Et dans un éclat de rire où se déchaînait sa haine de femme :
– La petite reine !…
– La faire disparaître ? murmura Jean sans Peur.
– Oui, dit Isabeau. L’enlever, par exemple. Une fois en lieu sûr… Mais ne vous inquiétez pas de ceci. Je sais l’homme qui se chargera de cette besogne.
Elle songeait à Hardy de Passavant.
– Je m’en charge ! ajouta Jean sans Peur.
Et en un instant, il édifiait le plan nouveau : enlever Odette, la transporter à l’hôtel de Bourgogne ; là, il serait le maître ; là, Odette de Champdivers serait réduite à l’impuissance.

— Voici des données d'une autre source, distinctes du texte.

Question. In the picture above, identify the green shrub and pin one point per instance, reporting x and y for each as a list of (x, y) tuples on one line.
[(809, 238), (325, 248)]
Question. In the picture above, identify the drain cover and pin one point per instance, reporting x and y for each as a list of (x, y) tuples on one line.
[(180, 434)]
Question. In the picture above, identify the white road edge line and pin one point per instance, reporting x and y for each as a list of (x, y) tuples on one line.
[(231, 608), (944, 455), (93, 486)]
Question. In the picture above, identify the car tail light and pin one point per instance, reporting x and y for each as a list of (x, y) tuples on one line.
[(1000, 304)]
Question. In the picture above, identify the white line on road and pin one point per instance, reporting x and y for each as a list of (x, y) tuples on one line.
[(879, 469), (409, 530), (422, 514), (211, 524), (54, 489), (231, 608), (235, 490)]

Et comment Isabeau saurait-elle qu’Odette devenait la maîtresse de Jean sans Peur ? Oui, oui, sa double passion serait ainsi victorieuse : de l’Hôtel de Bourgogne à l’Hôtel Saint-Pol, d’Odette à Isabeau ! L’une lui donnait l’amour pur qu’il rêvait… qu’il croyait rêver… l’autre lui donnait les violences de la passion – et l’empire du monde ! Il répéta :
– Je me charge de faire disparaître cette fille.
– Un fois en lieu sûr, dit Isabeau, nous verrons. Il est impossible de la tuer dans le palais du roi, mais ailleurs, ce même coup de poignard qui tua Laurence d’Ambrun…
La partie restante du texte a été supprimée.